Global stocks and bonds have wobbled in the past few weeks. Several central banks have signalled that ultra-loose monetary policy won’t last forever. But while the US Federal Reserve, the European Central Bank and the Bank of Canada have been sounding a tad more hawkish, the Bank of Japan (BoJ) remains as dovish as ever.
Its version of quantitative easing (QE) is to buy enough ten-year bonds to keep the yield close to zero. Last week, amid the bond sell-off, it was forced to step into the market for the first time since February. It drove the yield down from 0.11% to around 0.09% – back with its comfort zone of -0.1% to +0.1% – by offering to buy an unlimited amount of ten-year paper.

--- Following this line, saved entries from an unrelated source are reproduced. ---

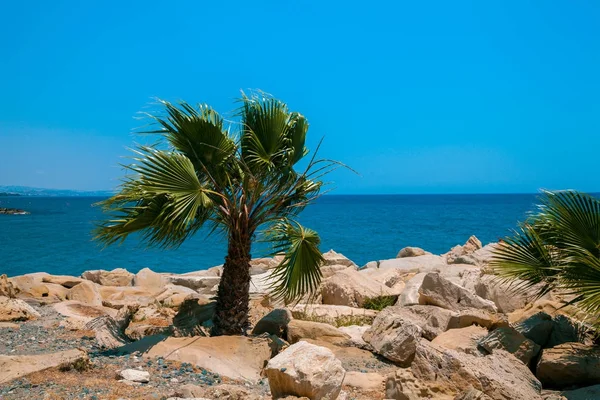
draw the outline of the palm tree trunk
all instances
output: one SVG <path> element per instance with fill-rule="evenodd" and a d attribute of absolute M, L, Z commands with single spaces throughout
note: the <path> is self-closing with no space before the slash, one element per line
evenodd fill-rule
<path fill-rule="evenodd" d="M 250 301 L 250 234 L 232 232 L 217 292 L 212 335 L 245 335 Z"/>

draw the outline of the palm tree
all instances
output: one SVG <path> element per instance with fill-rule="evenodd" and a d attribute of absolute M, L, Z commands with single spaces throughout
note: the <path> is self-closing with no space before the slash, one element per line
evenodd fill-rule
<path fill-rule="evenodd" d="M 141 232 L 148 245 L 177 247 L 205 227 L 228 241 L 217 292 L 214 335 L 248 329 L 252 242 L 261 235 L 284 254 L 272 272 L 272 295 L 294 301 L 321 280 L 318 234 L 295 217 L 321 191 L 320 178 L 340 164 L 308 160 L 306 118 L 262 92 L 242 92 L 237 123 L 206 104 L 160 101 L 166 115 L 150 115 L 155 146 L 139 146 L 115 196 L 101 204 L 110 214 L 96 230 L 106 245 Z M 232 129 L 233 128 L 233 129 Z M 234 133 L 231 133 L 231 132 Z M 317 148 L 318 150 L 318 148 Z"/>
<path fill-rule="evenodd" d="M 491 266 L 517 292 L 575 295 L 592 322 L 600 316 L 600 200 L 576 191 L 543 191 L 539 212 L 494 251 Z"/>

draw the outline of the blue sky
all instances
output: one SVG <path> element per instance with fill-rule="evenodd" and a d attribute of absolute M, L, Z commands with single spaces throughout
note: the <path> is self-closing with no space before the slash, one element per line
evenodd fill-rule
<path fill-rule="evenodd" d="M 118 184 L 152 98 L 226 113 L 260 88 L 336 193 L 600 191 L 600 3 L 0 5 L 0 185 Z"/>

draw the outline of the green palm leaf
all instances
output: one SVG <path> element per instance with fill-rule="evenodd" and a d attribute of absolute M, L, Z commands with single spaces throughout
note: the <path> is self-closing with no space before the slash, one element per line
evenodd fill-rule
<path fill-rule="evenodd" d="M 559 289 L 598 321 L 600 200 L 576 191 L 543 192 L 540 212 L 494 251 L 491 265 L 505 279 L 522 279 L 538 294 Z"/>
<path fill-rule="evenodd" d="M 268 231 L 268 238 L 274 244 L 273 254 L 285 254 L 270 276 L 273 296 L 288 304 L 313 293 L 321 283 L 323 263 L 317 232 L 295 221 L 281 220 Z"/>
<path fill-rule="evenodd" d="M 147 229 L 151 244 L 177 246 L 206 221 L 212 191 L 204 186 L 192 162 L 183 154 L 141 147 L 119 195 L 103 202 L 114 219 L 96 230 L 97 239 L 111 244 Z"/>

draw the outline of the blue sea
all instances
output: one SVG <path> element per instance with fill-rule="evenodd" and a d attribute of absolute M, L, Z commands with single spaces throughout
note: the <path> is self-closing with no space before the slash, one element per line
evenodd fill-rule
<path fill-rule="evenodd" d="M 359 265 L 394 258 L 402 247 L 418 246 L 436 254 L 476 235 L 484 244 L 510 234 L 537 195 L 328 195 L 300 216 L 319 232 L 322 251 L 334 249 Z M 22 208 L 30 215 L 0 215 L 0 274 L 30 272 L 79 275 L 90 269 L 148 267 L 183 273 L 223 263 L 220 235 L 199 232 L 178 249 L 144 247 L 137 237 L 102 248 L 92 241 L 102 210 L 98 197 L 0 197 L 0 207 Z M 263 255 L 255 248 L 253 257 Z"/>

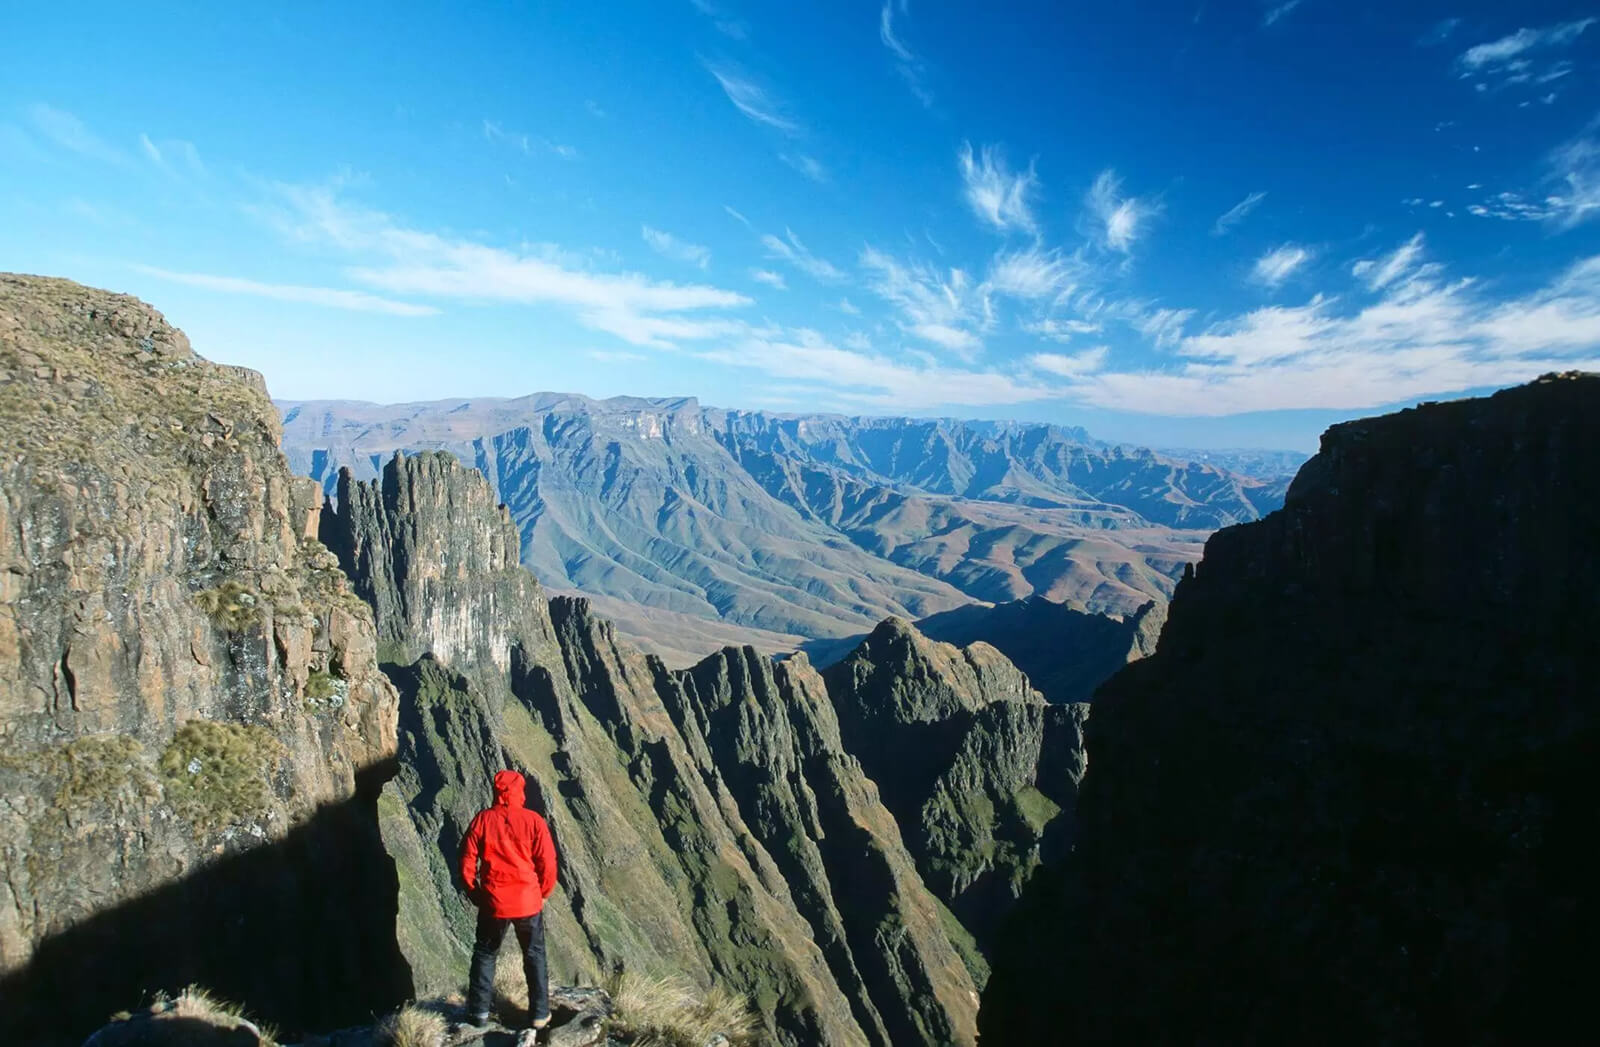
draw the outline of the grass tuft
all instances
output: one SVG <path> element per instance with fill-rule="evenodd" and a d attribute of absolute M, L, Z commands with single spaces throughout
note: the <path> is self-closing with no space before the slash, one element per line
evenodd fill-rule
<path fill-rule="evenodd" d="M 743 996 L 713 986 L 702 992 L 686 978 L 619 971 L 606 979 L 616 1008 L 611 1033 L 635 1047 L 704 1047 L 721 1034 L 751 1044 L 759 1028 Z"/>
<path fill-rule="evenodd" d="M 197 985 L 175 997 L 158 993 L 146 1010 L 119 1012 L 117 1023 L 90 1042 L 142 1044 L 147 1047 L 217 1047 L 220 1043 L 275 1047 L 277 1030 L 253 1021 L 243 1008 Z M 108 1035 L 109 1034 L 109 1035 Z M 131 1036 L 130 1036 L 131 1034 Z"/>
<path fill-rule="evenodd" d="M 167 799 L 201 829 L 262 817 L 283 744 L 264 727 L 190 720 L 161 754 Z"/>
<path fill-rule="evenodd" d="M 261 598 L 232 578 L 214 589 L 201 589 L 194 602 L 230 633 L 243 632 L 261 620 Z"/>
<path fill-rule="evenodd" d="M 436 1011 L 405 1007 L 372 1030 L 375 1047 L 444 1047 L 449 1026 Z"/>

This “leaves the yen looking like a sitting duck”, says the South China Morning Post. The prospect of an eventual rise in interest rates beyond Japan, improving the prospective yield on assets denominated in other currencies, suggests the yen should weaken. The trend could have some way to run given that inflation is still a long way below the BoJ’s target of 2%; consumer prices excluding fresh food and energy have been flat for two years.

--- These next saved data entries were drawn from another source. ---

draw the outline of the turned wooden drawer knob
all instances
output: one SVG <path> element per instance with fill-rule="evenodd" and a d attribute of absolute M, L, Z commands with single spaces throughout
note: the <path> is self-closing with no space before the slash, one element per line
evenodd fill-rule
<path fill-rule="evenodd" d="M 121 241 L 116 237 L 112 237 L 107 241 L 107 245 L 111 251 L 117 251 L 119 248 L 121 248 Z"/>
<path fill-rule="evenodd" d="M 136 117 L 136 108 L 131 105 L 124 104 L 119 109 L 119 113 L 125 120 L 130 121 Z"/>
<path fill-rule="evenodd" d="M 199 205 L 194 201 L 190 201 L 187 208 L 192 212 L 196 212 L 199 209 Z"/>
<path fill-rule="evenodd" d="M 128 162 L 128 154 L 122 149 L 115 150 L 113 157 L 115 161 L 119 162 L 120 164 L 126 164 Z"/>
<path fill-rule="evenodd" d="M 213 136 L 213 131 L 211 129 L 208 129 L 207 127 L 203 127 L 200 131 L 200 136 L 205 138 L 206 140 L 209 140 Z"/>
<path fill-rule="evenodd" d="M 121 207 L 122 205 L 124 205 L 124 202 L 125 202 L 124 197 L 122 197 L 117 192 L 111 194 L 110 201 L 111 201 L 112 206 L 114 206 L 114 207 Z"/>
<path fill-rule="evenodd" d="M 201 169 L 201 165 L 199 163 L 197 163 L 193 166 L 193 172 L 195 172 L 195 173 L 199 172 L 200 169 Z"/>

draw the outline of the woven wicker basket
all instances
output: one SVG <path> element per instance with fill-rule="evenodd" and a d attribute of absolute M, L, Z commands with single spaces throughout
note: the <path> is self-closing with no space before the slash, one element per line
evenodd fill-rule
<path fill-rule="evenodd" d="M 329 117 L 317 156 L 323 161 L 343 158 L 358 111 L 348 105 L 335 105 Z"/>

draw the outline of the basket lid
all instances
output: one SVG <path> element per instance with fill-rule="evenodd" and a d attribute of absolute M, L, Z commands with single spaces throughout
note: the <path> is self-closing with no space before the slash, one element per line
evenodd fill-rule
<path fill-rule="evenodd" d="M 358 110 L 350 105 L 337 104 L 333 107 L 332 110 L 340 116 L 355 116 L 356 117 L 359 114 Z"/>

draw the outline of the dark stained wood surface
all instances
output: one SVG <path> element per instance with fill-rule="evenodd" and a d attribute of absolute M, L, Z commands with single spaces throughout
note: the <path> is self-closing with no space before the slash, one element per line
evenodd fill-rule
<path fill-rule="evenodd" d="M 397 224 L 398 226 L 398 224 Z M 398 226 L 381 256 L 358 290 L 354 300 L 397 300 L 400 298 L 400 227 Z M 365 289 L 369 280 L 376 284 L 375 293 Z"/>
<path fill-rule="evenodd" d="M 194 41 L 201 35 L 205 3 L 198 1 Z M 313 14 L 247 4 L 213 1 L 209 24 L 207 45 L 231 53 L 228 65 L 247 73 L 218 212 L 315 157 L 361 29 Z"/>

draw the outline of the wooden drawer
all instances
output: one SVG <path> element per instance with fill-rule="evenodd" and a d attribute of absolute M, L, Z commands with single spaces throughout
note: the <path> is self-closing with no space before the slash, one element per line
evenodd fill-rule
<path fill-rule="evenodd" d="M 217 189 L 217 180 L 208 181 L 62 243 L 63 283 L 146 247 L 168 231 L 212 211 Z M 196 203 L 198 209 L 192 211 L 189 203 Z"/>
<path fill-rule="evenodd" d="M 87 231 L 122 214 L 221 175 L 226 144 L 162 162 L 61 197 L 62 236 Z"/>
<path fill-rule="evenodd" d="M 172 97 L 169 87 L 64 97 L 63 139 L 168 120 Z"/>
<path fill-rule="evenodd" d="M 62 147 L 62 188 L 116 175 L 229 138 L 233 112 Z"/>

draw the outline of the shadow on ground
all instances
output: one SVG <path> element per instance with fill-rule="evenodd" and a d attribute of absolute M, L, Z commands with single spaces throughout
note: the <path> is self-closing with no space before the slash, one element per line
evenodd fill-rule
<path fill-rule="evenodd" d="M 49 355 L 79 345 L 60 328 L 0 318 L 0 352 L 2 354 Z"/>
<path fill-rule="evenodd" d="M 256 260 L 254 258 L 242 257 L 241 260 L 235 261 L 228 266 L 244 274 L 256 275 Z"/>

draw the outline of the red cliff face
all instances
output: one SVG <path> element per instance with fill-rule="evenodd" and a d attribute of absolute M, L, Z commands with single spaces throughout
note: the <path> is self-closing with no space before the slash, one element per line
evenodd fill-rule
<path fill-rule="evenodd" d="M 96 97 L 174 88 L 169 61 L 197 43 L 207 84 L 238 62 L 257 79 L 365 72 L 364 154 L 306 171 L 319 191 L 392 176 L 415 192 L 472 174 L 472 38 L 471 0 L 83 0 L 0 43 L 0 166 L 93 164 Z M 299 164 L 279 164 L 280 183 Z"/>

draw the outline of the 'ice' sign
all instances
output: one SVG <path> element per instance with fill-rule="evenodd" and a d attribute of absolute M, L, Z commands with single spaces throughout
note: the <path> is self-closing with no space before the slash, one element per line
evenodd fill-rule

A lower yen will give earnings at Japan’s listed companies, many of whom are major exporters, a further fillip. Corporate profits jumped by 28% year-on-year in the first quarter, according to State Street Global Advisors. Positive earnings surprises in Japan far outpaced those in other regions in the first quarter. The accelerating global economy is helping as well.

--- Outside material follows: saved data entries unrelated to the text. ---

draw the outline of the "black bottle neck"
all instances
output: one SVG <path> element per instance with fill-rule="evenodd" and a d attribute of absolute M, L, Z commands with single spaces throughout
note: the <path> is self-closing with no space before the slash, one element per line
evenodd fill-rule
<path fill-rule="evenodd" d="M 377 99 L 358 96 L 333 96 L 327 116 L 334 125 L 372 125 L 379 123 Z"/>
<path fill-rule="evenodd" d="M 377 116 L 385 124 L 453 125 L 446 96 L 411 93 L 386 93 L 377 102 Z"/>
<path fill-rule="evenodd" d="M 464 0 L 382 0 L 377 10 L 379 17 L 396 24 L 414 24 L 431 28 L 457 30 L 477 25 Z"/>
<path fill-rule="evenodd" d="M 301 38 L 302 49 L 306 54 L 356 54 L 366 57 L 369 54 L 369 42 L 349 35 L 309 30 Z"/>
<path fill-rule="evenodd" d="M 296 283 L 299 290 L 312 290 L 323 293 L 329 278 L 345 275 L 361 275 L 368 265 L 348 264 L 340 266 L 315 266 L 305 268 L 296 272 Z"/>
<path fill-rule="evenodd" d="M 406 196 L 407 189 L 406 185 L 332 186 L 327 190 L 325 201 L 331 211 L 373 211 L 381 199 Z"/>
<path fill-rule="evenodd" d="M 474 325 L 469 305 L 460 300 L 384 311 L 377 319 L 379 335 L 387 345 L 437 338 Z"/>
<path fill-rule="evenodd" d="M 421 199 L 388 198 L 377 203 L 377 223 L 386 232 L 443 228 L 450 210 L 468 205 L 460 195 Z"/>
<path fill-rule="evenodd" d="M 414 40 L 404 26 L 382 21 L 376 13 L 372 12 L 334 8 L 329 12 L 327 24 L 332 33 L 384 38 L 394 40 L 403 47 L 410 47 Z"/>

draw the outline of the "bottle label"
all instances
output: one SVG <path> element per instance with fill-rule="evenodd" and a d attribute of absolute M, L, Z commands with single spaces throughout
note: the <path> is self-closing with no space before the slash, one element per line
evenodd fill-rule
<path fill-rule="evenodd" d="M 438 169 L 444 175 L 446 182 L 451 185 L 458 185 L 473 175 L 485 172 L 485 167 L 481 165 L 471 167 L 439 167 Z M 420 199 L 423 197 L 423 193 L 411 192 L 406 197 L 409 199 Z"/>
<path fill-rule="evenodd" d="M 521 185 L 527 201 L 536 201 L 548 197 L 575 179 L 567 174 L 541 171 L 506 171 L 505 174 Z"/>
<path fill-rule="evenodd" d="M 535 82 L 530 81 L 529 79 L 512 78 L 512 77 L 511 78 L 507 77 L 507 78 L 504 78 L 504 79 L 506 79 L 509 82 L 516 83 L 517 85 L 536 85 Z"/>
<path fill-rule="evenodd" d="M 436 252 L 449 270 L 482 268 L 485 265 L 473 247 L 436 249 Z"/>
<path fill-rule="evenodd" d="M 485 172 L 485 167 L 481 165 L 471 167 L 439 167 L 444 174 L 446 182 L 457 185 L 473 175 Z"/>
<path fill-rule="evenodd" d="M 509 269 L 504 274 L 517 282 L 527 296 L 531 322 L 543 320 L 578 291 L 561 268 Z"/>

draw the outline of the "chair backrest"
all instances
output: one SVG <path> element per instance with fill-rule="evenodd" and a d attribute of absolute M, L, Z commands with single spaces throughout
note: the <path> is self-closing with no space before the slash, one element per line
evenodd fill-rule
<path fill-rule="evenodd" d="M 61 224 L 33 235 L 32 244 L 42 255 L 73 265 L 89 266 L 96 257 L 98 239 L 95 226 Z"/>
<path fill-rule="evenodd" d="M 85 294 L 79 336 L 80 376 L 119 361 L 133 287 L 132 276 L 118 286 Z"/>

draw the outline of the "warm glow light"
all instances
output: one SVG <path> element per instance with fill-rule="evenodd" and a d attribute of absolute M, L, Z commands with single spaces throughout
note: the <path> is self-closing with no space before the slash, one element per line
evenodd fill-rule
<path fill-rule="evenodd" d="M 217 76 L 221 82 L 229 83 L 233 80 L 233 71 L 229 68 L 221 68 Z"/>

The strengthening domestic backdrop should also underpin profit growth. The labour market looks robust, with job growth running at an annual pace of 1%, the labour-force participation rate among women reaching a record high in June, and the job-to-applicant ratio hitting another record peak. The unemployment rate should therefore fall from its recent level of 3.1%, says Capital Economics.
Wage growth is also improving. Regular earnings (excluding bonuses) notched up their biggest rise in two decades in May. No wonder the Economy Watchers Survey points to strong gains in consumer spending. Business investment is climbing. Investors should also bear in mind the recent improvements in corporate governance. Management teams are more open to investors’ suggestions, while firms are handing back more of their profits to shareholders by repurchasing shares or paying dividends. The yield on Japanese stocks is now at US levels, notes State Street. Throw in reasonable valuations, and there is “a compelling argument” for topping up your Japan holdings.